The resignation of Jackson County Sheriff Mike Sharp over a sex scandal has, rather unexpectedly, brought to light an issue in the office—a severe lack of diversity.
The office Sharp inherited in 2009 and left two weeks ago is overwhelmingly white and male.
The committee, who will make recommendations for an interim sheriff, is set to interview applicants Friday. But can an interim sheriff, who will serve only until a new sheriff is sworn in Jan. 1, make any real changes?
The answer is maybe. “I’m looking for someone who is willing to go in and, perhaps, shake up the culture a little bit,” says Jackson County Legislator Crystal Williams, who serves on the advisory committee.

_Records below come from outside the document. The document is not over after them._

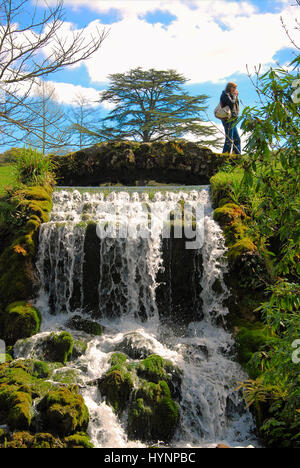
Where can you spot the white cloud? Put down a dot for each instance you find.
(208, 42)
(67, 93)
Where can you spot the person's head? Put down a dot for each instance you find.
(231, 87)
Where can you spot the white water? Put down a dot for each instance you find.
(211, 410)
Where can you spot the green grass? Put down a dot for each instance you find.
(7, 177)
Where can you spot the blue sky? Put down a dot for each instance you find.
(210, 42)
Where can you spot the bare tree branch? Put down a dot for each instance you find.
(32, 46)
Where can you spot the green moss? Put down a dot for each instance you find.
(66, 376)
(31, 206)
(88, 326)
(20, 320)
(251, 338)
(116, 386)
(243, 246)
(15, 407)
(23, 376)
(153, 415)
(228, 213)
(147, 389)
(64, 412)
(25, 440)
(79, 440)
(59, 347)
(152, 368)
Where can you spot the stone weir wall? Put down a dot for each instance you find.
(131, 163)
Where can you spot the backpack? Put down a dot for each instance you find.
(223, 113)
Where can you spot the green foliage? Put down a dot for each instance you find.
(148, 389)
(20, 320)
(64, 412)
(26, 209)
(34, 169)
(272, 167)
(7, 178)
(268, 190)
(59, 347)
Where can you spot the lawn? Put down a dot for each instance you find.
(7, 177)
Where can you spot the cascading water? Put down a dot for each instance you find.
(103, 256)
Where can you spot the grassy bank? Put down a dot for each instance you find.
(7, 177)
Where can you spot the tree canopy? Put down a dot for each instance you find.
(152, 105)
(32, 46)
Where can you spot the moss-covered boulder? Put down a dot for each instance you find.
(20, 320)
(63, 411)
(117, 384)
(251, 338)
(148, 389)
(131, 163)
(82, 324)
(43, 440)
(31, 207)
(15, 407)
(228, 213)
(153, 414)
(78, 440)
(58, 347)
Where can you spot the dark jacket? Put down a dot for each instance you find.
(232, 101)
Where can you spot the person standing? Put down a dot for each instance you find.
(230, 97)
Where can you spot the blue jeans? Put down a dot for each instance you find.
(232, 141)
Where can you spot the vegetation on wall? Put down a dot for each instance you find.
(258, 206)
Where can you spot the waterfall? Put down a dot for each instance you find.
(117, 257)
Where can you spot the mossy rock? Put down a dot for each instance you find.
(15, 407)
(153, 415)
(79, 440)
(25, 440)
(152, 368)
(88, 326)
(147, 388)
(58, 347)
(241, 247)
(117, 386)
(17, 259)
(64, 412)
(20, 320)
(251, 338)
(24, 377)
(228, 213)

According to figures from the sheriff's office, there are 94 sworn deputies in the office, 90 of whom are white. Only seven deputies are women.

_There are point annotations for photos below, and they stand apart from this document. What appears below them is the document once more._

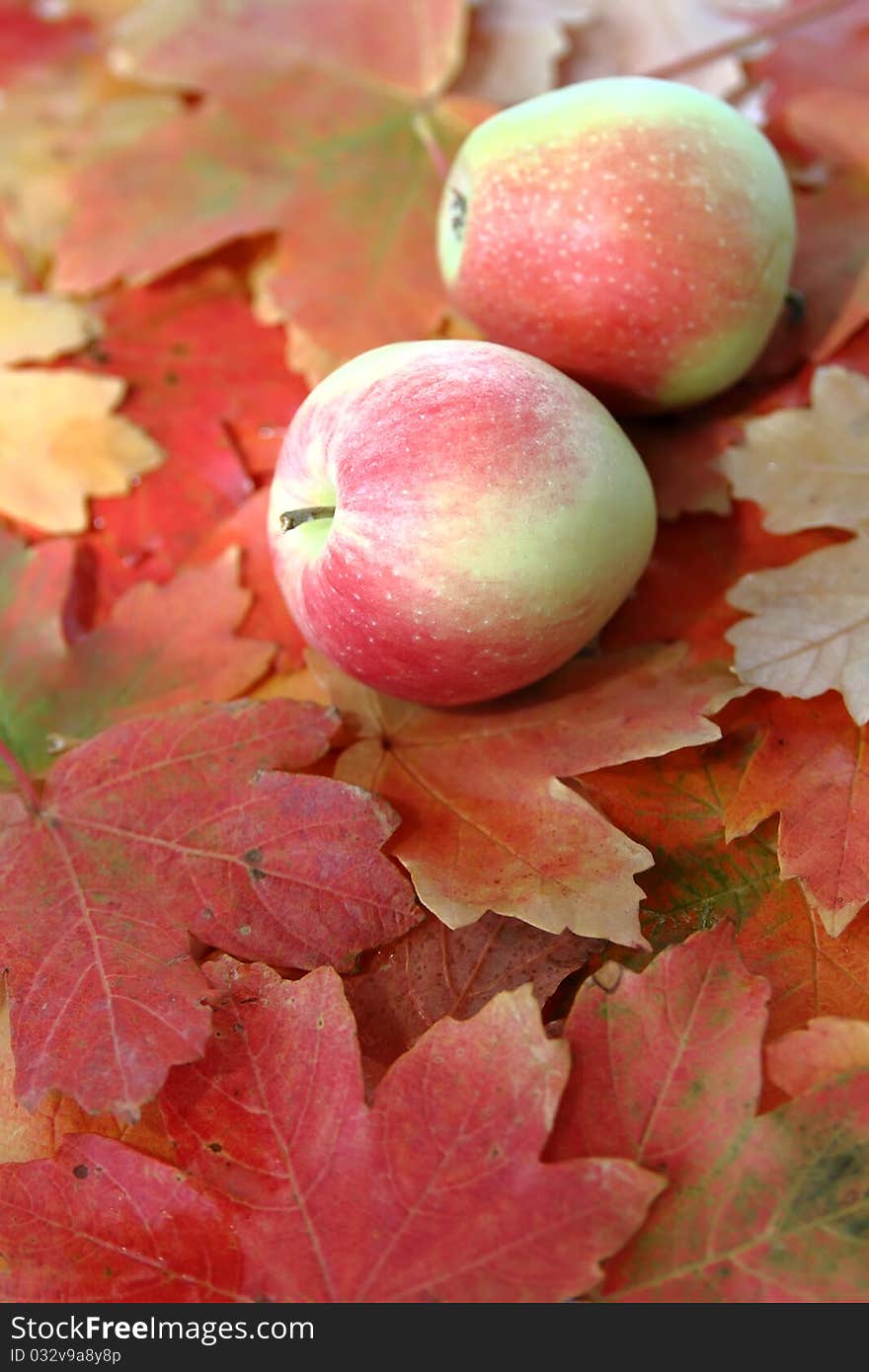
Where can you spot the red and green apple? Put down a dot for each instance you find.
(637, 233)
(452, 520)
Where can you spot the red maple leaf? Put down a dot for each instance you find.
(434, 1193)
(668, 1070)
(157, 829)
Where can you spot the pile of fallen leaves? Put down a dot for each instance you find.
(316, 995)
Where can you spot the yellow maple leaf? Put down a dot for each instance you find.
(809, 632)
(35, 328)
(59, 443)
(809, 468)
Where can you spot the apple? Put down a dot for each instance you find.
(453, 519)
(637, 233)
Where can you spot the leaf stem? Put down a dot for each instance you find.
(291, 519)
(24, 781)
(766, 29)
(422, 126)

In total, 88 percent of deputies patrolling Jackson County are white men. Just four percent of the force is black, and there are no Latinos or Asians.

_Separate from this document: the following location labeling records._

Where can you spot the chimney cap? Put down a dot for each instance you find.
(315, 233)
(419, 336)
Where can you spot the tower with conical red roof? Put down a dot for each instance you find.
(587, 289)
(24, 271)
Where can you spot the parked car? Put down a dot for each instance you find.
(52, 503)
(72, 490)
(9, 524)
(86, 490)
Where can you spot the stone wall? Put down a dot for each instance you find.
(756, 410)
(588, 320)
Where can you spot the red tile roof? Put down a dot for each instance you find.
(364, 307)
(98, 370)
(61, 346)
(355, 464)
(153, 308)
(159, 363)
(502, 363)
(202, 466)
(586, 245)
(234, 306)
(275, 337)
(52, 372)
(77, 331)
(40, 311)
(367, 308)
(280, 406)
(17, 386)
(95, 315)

The U.S. Census Bureau reports Jackson County is 63 percent white, 24 percent black and 9 percent Latino. But most of the sheriff's departments patrols are in eastern Jackson County, which is predominantly white.
Legislator Tony Miller is also on the advisory committee, and he says that while diversity is always desirable, it is may not be quite as crucial in that part of Jackson County. "It gets a little thorny with the Jackson County Sheriff's Office where the majority of people they see are white," he says.
The Jackson County sheriff's office even lacks diversity when compared Johnson County, Kansas, which is 87 percent white, according to the U.S. Census. The Johnson County Sheriff's Office, which has a much larger staff because deputies also staff the jail, has 477 sworn members. Nine percent are people of color , according to data from the sheriff's office.
Jackson County Executive Frank White, who will make the final decision about who becomes interim sheriff, is also looking for diversity. “I personally believe that improving diversity in law enforcement, both in our community and across the country, is a critical component in making our communities safer and stronger," he said in a statement.
While there aren't that many people of color in eastern Jackson County, w0men make up just over half the population, and Williams says she would like to see a female sheriff. “I certainly think that it should be on the table. I’ve had a couple of people challenge me on that, but populations need to see people who look like them in leadership.”
Johnson County also does better there. It has almost four times more women on the force than Jackson County, 15 percent compared to just four percent for Jackson County.
There is a pretty good chance some diversity will come to the top of the office.
The list of finalists revealed Wednesday includes two women and an African American man. The candidates are:
- Rosilyn Allen is a retired major with the Kansas City Police Department. Her last job was running the violent crime division.
- Ramona Arroyo is a retired sergeant with KCPD. She was the first Hispanic woman to make sergeant in the department and served in a variety of jobs.
- Darryl Forté is the retired KCPD chief and was the first African American to lead the department.
- James Ripley is a retired lieutenant with the Missouri Highway Patrol. His last job was as a patrol supervisor at Troop A in Lee's Summit.
- Michael Rogers is the only internal candidate. He currently leads the patrol division.
Interviews begin at 9:00 Friday morning at the Mid-America Regional Council downtown.